Double Branding Strategies

This approach combines umbrella branding and product branding. Along with the product brand name, the company name is associated to create double branding, such as Tata Indica and, Bajaj Pulsar. Tata is the company behind Indica car brand. Maruti also follows this strategy. Both names are equally important and are given equal status in the brand’s communication. Double branding serves two objectives. The product gains from the company name awareness, expertise, and reputation. And Pulsar adds some unique value of its own: “Definitely male.” This is customer focus and the brand can communicate something in addition to what Bajaj name stands for in customers’ perceptions and appeal to a new segment. The product’s brand name helps differentiate the offer.
It is only the company’s area of expertise and image that may restrict how far it can go in using this branding approach. Double branding works as long as brands are consistent with expertise domain of the company. Beyond this domain, the brand may become a burden. Two or three-wheeler autos are categories that have greater consistency in the area of company’s expertise domain. But if the field of expertise is not consistent, such as trucks, or computers, double branding may not always be a suitable branding strategy.

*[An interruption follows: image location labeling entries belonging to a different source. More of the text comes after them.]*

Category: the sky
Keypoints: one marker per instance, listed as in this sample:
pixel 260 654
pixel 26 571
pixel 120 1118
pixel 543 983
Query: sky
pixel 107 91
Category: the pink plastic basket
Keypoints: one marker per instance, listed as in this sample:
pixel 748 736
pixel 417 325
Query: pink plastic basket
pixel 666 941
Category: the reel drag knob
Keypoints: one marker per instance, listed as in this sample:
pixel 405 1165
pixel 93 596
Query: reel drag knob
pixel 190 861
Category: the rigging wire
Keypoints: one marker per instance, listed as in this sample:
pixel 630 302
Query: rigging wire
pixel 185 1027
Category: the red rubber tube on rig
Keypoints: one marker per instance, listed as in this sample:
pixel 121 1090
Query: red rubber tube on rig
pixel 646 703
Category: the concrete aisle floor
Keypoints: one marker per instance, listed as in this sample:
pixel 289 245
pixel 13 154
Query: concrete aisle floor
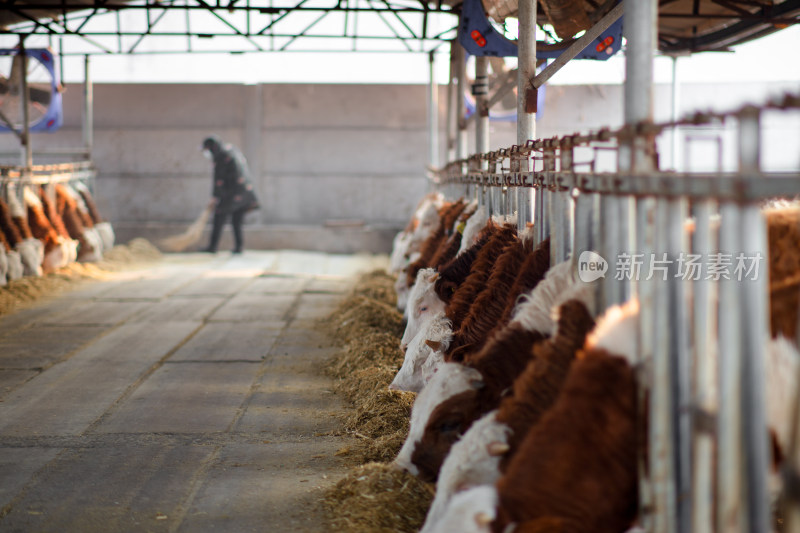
pixel 185 397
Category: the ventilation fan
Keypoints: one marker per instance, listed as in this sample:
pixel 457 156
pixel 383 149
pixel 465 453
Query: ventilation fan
pixel 44 108
pixel 479 37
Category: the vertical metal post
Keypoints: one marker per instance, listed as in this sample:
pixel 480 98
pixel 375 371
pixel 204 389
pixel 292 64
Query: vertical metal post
pixel 754 330
pixel 610 226
pixel 462 145
pixel 88 109
pixel 673 160
pixel 584 226
pixel 566 225
pixel 730 472
pixel 480 89
pixel 704 352
pixel 27 150
pixel 545 228
pixel 663 463
pixel 526 94
pixel 433 113
pixel 679 357
pixel 452 116
pixel 743 451
pixel 640 30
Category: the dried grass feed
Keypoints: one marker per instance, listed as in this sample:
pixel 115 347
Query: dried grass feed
pixel 376 497
pixel 29 289
pixel 783 229
pixel 359 316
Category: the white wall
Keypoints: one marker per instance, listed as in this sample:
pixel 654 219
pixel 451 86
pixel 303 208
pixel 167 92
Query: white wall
pixel 322 153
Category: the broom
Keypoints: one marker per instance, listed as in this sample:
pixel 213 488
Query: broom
pixel 178 243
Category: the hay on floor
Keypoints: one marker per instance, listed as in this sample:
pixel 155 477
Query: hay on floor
pixel 359 316
pixel 374 349
pixel 376 497
pixel 24 291
pixel 377 285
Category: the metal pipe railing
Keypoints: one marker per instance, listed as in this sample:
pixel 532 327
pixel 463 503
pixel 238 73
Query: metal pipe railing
pixel 691 321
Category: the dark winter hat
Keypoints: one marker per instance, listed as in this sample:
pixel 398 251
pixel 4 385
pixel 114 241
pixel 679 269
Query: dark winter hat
pixel 211 142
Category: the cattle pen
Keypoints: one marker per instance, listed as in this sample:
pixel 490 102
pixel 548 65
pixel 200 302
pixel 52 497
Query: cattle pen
pixel 594 331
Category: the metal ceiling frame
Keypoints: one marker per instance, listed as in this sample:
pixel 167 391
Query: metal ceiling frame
pixel 252 34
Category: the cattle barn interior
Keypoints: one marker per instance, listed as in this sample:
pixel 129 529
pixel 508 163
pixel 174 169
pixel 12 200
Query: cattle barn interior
pixel 477 299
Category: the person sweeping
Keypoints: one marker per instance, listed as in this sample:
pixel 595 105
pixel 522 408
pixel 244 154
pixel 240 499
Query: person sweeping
pixel 232 191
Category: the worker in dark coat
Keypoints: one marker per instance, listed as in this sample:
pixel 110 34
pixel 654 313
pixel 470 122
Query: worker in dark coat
pixel 233 193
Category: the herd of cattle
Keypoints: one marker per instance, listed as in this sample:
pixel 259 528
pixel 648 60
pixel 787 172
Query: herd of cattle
pixel 526 414
pixel 46 228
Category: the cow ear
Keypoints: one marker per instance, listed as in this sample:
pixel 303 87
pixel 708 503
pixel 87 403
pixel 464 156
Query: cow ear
pixel 483 519
pixel 434 345
pixel 477 384
pixel 496 449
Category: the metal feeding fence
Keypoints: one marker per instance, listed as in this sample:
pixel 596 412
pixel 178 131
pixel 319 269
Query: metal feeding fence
pixel 692 249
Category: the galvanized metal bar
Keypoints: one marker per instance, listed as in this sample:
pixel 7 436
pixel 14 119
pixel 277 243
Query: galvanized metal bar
pixel 88 108
pixel 704 399
pixel 25 102
pixel 610 226
pixel 549 165
pixel 566 228
pixel 680 359
pixel 480 89
pixel 754 336
pixel 662 396
pixel 657 503
pixel 731 479
pixel 526 64
pixel 433 113
pixel 526 95
pixel 583 226
pixel 755 333
pixel 452 116
pixel 462 147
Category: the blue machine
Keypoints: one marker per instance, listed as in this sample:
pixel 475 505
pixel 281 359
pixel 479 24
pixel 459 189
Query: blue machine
pixel 53 116
pixel 479 38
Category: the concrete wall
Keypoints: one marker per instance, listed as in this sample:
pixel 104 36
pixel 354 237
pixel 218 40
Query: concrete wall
pixel 349 157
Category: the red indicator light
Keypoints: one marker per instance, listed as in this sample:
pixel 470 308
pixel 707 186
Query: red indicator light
pixel 478 38
pixel 605 43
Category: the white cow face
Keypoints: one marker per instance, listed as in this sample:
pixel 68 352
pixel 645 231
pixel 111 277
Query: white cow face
pixel 423 303
pixel 471 511
pixel 473 461
pixel 431 342
pixel 451 379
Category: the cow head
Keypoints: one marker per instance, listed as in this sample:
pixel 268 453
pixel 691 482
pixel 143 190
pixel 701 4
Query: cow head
pixel 434 338
pixel 423 303
pixel 473 461
pixel 450 381
pixel 469 511
pixel 447 423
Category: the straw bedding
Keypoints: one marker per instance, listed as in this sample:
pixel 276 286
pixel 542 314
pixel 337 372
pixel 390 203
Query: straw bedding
pixel 373 497
pixel 784 269
pixel 376 497
pixel 29 289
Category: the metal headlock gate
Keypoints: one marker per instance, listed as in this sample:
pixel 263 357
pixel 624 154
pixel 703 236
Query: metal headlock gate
pixel 639 211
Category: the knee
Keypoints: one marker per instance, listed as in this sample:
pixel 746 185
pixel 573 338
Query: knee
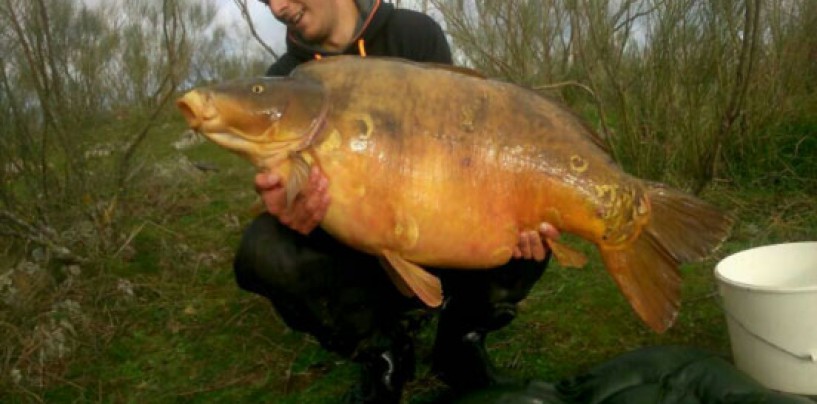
pixel 265 256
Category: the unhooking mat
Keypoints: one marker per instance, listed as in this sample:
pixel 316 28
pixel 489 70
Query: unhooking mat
pixel 660 375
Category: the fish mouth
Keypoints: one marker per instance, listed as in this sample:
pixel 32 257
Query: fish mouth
pixel 196 109
pixel 294 20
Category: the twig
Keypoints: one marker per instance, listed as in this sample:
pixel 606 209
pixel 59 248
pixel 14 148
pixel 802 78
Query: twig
pixel 130 238
pixel 596 100
pixel 39 236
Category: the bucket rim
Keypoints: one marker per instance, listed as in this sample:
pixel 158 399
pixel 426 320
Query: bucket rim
pixel 770 289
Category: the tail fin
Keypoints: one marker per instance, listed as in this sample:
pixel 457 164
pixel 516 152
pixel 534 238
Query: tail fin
pixel 682 228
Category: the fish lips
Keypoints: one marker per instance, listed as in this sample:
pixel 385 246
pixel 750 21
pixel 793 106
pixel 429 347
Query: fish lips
pixel 196 108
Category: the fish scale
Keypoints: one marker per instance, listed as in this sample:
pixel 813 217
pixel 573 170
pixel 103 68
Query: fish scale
pixel 435 166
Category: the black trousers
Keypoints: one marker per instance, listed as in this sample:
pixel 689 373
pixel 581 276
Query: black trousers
pixel 345 299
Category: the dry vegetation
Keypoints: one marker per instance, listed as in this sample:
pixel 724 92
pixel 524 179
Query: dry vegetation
pixel 115 278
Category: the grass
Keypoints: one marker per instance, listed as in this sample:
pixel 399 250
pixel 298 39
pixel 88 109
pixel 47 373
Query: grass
pixel 163 321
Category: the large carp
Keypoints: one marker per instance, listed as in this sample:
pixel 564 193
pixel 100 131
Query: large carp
pixel 429 165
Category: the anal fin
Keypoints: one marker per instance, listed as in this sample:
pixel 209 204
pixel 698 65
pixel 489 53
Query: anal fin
pixel 298 176
pixel 648 276
pixel 425 285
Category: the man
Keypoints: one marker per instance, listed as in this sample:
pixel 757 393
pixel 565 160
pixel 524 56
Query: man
pixel 339 295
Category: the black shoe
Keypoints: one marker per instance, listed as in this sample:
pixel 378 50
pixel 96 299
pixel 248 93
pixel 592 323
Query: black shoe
pixel 383 375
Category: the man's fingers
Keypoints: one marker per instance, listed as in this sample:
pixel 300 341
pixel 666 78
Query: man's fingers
pixel 547 230
pixel 265 181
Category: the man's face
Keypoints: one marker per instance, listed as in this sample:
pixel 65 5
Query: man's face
pixel 313 19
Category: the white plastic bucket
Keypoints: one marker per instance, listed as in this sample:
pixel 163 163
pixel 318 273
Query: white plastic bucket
pixel 770 300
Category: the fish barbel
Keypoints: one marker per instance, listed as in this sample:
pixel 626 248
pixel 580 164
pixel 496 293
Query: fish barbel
pixel 431 166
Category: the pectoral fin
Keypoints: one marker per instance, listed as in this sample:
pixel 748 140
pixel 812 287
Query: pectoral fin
pixel 566 255
pixel 425 285
pixel 395 277
pixel 298 176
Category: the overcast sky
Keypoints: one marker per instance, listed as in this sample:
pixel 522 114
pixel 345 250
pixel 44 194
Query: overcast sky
pixel 270 30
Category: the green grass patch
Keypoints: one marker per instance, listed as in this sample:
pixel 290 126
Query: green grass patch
pixel 163 321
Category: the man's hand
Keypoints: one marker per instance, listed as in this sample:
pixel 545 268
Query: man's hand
pixel 308 208
pixel 532 244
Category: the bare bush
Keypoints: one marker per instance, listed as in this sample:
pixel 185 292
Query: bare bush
pixel 690 88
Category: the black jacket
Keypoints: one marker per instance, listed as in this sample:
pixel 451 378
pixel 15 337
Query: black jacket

Endorsement Branding Strategies

This is a minor variation of double branding strategy. The product brand name gains a dominant position, while the company name merits a lower profile. The company name appears in smaller letters and takes a back seat. The brand largely seeks to exist on its own. The company name is mentioned to identify who owns it just by way of endorsement to the product brand, such as Godrej Cinthol, or Nestlé Kit-Kat identify the owners of these brands.
In case of double branding, the company name is an integral part with equal status. Endorsement signifies assurance of quality by transferring certain associations that increase consumers’ trust. The aim is not to pass on the company’s expertise domain. Customers ask for Fair Glow, or Chocos and not Godrej’s Fair Glow, or Kellogg’s Chocos. Company name acts as a familiar signage to reassure consumers by communicating the company’s associations and image.
Endorsement branding is nearest to product branding, allowing more freedom to the brand to get its own distinction. When endorsement branding is tried in inconsistent areas, it is quite likely to fail. For example, some time back Nestlé launched Mithai Magic and it did not work.